Ecommerce Catalog Agent
A conversational AI agent that answers product questions over an online store's catalog. It understands natural-language queries, finds matching products via hybrid search, and always reports live price and availability validated against the database.
Built as a tool-calling (ReAct) agent with a strict trust boundary: the model decides what to say and which products to show, but code owns the customer-facing numbers — so a hallucinated or injected price can never reach the user.
Features
- Hybrid retrieval — BM25 (keyword) + vector embeddings (semantic) + Reciprocal
Rank Fusion + cross-encoder reranking. Catches word forms and synonyms that exact matching misses (e.g. "взуття для бігу" → running shoes).
- Filter-first — hard constraints (price, stock) are applied in SQL to build the
candidate set before semantic ranking, avoiding the classic "top-k then filter → zero results" trap.
- Two sources of truth — PostgreSQL is authoritative for volatile fields
(price/stock); the vector index is a search cache only. Price and stock are re-fetched live before every answer.

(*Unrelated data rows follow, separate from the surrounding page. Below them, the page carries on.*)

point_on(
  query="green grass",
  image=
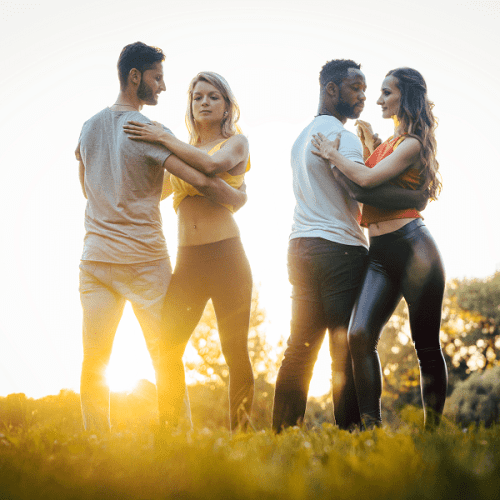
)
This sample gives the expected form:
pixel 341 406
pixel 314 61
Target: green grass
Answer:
pixel 49 460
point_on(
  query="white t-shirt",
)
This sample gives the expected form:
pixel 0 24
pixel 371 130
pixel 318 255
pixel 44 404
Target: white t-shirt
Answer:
pixel 323 207
pixel 123 182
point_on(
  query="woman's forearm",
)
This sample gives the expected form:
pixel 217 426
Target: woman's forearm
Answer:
pixel 356 172
pixel 189 154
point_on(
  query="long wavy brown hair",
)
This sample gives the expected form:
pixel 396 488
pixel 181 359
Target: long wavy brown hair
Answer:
pixel 228 124
pixel 417 120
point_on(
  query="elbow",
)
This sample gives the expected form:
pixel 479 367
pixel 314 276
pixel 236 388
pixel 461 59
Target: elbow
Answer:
pixel 204 184
pixel 365 183
pixel 214 167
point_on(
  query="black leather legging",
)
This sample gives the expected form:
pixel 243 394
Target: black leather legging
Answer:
pixel 405 263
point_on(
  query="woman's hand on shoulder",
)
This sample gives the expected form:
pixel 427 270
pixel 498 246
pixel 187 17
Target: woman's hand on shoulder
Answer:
pixel 153 132
pixel 325 148
pixel 368 138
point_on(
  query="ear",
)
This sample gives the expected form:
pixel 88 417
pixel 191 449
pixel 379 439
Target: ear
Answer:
pixel 332 89
pixel 134 76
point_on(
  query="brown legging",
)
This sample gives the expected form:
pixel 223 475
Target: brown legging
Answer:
pixel 217 271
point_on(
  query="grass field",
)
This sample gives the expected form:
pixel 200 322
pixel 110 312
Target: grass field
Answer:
pixel 54 460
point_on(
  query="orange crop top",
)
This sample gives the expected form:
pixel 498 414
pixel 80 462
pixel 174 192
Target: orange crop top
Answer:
pixel 181 188
pixel 409 179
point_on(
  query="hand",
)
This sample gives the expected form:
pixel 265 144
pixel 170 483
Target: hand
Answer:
pixel 326 149
pixel 144 132
pixel 368 138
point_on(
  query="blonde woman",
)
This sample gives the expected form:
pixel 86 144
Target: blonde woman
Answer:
pixel 211 262
pixel 404 260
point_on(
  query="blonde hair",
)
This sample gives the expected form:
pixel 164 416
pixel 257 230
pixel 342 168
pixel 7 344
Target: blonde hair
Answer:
pixel 417 120
pixel 228 124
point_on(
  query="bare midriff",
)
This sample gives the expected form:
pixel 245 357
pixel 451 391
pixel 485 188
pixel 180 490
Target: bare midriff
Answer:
pixel 202 221
pixel 388 226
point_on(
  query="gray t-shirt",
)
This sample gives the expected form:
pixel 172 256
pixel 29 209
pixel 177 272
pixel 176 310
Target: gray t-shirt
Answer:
pixel 123 181
pixel 323 207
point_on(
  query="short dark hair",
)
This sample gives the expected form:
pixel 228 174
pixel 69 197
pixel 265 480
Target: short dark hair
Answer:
pixel 137 55
pixel 336 70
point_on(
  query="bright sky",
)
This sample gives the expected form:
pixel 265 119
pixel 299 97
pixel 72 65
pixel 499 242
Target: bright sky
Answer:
pixel 58 63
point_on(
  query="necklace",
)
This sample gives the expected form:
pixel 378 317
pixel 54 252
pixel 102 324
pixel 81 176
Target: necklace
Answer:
pixel 120 104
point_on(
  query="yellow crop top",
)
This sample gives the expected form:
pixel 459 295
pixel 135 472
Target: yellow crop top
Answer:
pixel 181 188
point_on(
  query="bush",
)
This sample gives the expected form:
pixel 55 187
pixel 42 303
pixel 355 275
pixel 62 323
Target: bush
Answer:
pixel 476 400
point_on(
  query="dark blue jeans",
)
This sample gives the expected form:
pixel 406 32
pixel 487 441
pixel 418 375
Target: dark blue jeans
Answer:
pixel 325 277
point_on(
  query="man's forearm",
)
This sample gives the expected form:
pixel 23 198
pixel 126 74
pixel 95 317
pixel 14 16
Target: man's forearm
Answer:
pixel 384 196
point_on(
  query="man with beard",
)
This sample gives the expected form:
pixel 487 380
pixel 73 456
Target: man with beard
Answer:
pixel 327 250
pixel 125 255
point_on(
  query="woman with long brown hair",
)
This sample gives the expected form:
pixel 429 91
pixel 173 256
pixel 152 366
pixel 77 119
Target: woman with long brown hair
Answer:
pixel 404 260
pixel 211 262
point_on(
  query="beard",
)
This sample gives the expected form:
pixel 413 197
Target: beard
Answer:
pixel 348 110
pixel 145 93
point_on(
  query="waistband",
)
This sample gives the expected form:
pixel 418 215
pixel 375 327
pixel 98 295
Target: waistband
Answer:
pixel 211 251
pixel 395 235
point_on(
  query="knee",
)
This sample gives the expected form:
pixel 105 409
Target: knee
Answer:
pixel 429 355
pixel 359 342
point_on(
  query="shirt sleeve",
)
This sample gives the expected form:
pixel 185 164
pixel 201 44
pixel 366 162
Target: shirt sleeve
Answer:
pixel 350 147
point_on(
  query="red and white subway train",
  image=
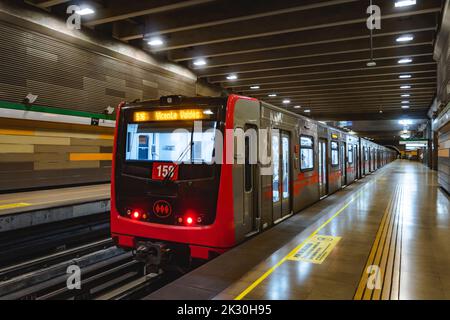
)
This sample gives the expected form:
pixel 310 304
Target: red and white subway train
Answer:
pixel 169 200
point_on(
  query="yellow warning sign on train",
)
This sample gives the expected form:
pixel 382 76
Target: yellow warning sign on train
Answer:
pixel 316 249
pixel 14 205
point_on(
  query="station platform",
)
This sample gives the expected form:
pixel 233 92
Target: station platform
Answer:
pixel 385 237
pixel 26 209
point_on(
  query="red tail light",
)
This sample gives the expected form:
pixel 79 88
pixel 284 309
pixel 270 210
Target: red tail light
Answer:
pixel 136 215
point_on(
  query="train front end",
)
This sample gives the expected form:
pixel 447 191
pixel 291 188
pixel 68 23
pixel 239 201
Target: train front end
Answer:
pixel 167 183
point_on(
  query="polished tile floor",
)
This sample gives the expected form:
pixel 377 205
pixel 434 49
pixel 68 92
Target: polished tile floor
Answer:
pixel 392 241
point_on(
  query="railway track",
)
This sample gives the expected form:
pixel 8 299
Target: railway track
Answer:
pixel 107 273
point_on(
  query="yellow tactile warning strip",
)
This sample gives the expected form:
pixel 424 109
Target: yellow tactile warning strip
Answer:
pixel 249 289
pixel 256 283
pixel 316 250
pixel 14 205
pixel 381 276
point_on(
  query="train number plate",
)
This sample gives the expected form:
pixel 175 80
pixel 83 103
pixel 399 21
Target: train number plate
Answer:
pixel 165 171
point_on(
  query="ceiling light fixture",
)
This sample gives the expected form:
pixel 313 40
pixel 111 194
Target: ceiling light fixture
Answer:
pixel 404 3
pixel 405 38
pixel 405 122
pixel 85 11
pixel 200 62
pixel 405 61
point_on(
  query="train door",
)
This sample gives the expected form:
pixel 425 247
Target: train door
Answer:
pixel 323 165
pixel 364 160
pixel 286 174
pixel 343 163
pixel 281 183
pixel 250 179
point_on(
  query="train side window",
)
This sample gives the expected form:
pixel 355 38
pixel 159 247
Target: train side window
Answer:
pixel 350 154
pixel 306 153
pixel 248 167
pixel 334 154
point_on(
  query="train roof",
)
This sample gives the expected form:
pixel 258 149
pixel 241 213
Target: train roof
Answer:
pixel 201 100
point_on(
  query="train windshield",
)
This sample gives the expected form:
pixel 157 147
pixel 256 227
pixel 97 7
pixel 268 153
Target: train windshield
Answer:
pixel 188 142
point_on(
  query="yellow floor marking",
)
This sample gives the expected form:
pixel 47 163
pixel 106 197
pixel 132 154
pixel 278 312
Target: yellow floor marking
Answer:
pixel 294 251
pixel 316 250
pixel 14 205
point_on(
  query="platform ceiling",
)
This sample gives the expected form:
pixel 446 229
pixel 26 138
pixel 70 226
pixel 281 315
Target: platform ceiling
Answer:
pixel 312 52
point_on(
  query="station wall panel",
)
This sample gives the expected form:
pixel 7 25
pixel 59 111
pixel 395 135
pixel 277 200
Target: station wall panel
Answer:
pixel 68 75
pixel 41 154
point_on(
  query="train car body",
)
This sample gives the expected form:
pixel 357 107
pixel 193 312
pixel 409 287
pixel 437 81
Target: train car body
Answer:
pixel 168 198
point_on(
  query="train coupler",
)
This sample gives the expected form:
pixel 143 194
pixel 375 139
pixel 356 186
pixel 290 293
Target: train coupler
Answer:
pixel 154 255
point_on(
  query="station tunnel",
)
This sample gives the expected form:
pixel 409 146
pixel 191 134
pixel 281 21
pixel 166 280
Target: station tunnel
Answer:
pixel 225 150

- Structured-output contract — the agent finishes by calling
present_results
with product SKUs + prose; price/stock are filled by code from live SQL. The model has no field to write a number into → containment against hallucination and prompt injection ("attacker needs capability, not just instruction").
- Bounded agent loop — independent stoppers (max iterations, token budget,
latency) plus deterministic, score-based escalation to a human operator (on the reranker confidence, never the model's self-report).
- Conversation memory — per-session history for multi-turn context.
- Custom MCP server — the catalog tools are exposed over the Model Context
Protocol, so one contract serves the agent, an internal copilot, and Claude Desktop.
- Multi-channel — a FastAPI
/chatservice, a Telegram bot via n8n (webhook),
and a standalone aiogram bot (long-polling).
- Eval harness — a golden set scored with Recall@K / MRR to catch retrieval
regressions with numbers, not vibes.
Architecture
Customer channels (Telegram / web / Claude Desktop)
│
[n8n] webhook intake + routing ── low confidence ──► human operator
│
[FastAPI /chat] models warmed at startup
│
[ReAct agent loop] bounded: max_iter / budget / latency
│ parse → retrieve → validate → respond
▼
[catalog tools] (also exposed as a custom MCP server)
search_products → hybrid BM25 + vector + rerank, filter-first
get_live_price / check_stock → live SQL
│
PostgreSQL (price/stock = truth) + Chroma (search cache)
▲
n8n schedule: XML feed → parse → upsert → re-embed
Tech stack
Python · FastAPI · OpenAI (LiteLLM-swappable) · PostgreSQL · Chroma · BM25 · sentence-transformers · cross-encoder reranker · custom MCP server · n8n · aiogram
Quick start
pip install -r requirements.txt
cp .env.example .env # fill OPENAI_API_KEY + PG_*
# create the schema, load the sample feed (builds the hybrid index)
psql -d catalog -f schema.sql
python ingest.py
# ask from the CLI
python agent.py "червоні кросівки до 2000 в наявності"
# or run the HTTP service
uvicorn api:app --port 8000 # → http://localhost:8000/docs
# or the Telegram bot (set TELEGRAM_BOT_TOKEN in .env)
python bot.py
Project layout
| File | What | |---|---| | agent.py | ReAct agent loop, bounded stoppers, structured-output contract | | retrieval.py | hybrid retrieval (BM25 + vector + RRF + cross-encoder) + confidence scores | | catalog_tools.py | read-only catalog tools + structured get_facts for live validation | | server.py | the catalog tools exposed as a custom MCP server | | api.py | FastAPI /chat service (per-session memory, warmup at startup) | | bot.py | standalone Telegram bot (aiogram, long-polling) | | ingest.py | XML feed → PostgreSQL + rebuild the hybrid index | | eval.py | retrieval eval on a golden set (Recall@K / MRR) | | n8n/workflow.json | Telegram → /chat → reply + escalation routing |
Design notes
- Why hybrid, not pure vector — vector search alone can't honor exact filters
(price/stock) or exact tokens (SKUs, model codes); BM25 + structured SQL cover what embeddings miss.
- Why the vector index is never the source of price/stock — it's rebuilt on a
schedule, so its copy of volatile fields is stale by design; the answer always re-validates against SQL.
- Why MCP — the catalog tools are reused across consumers (the agent, an internal
copilot, Claude Desktop): one contract, many clients.
---
The sample catalog and prompts are in Ukrainian; the agent replies in the customer's language.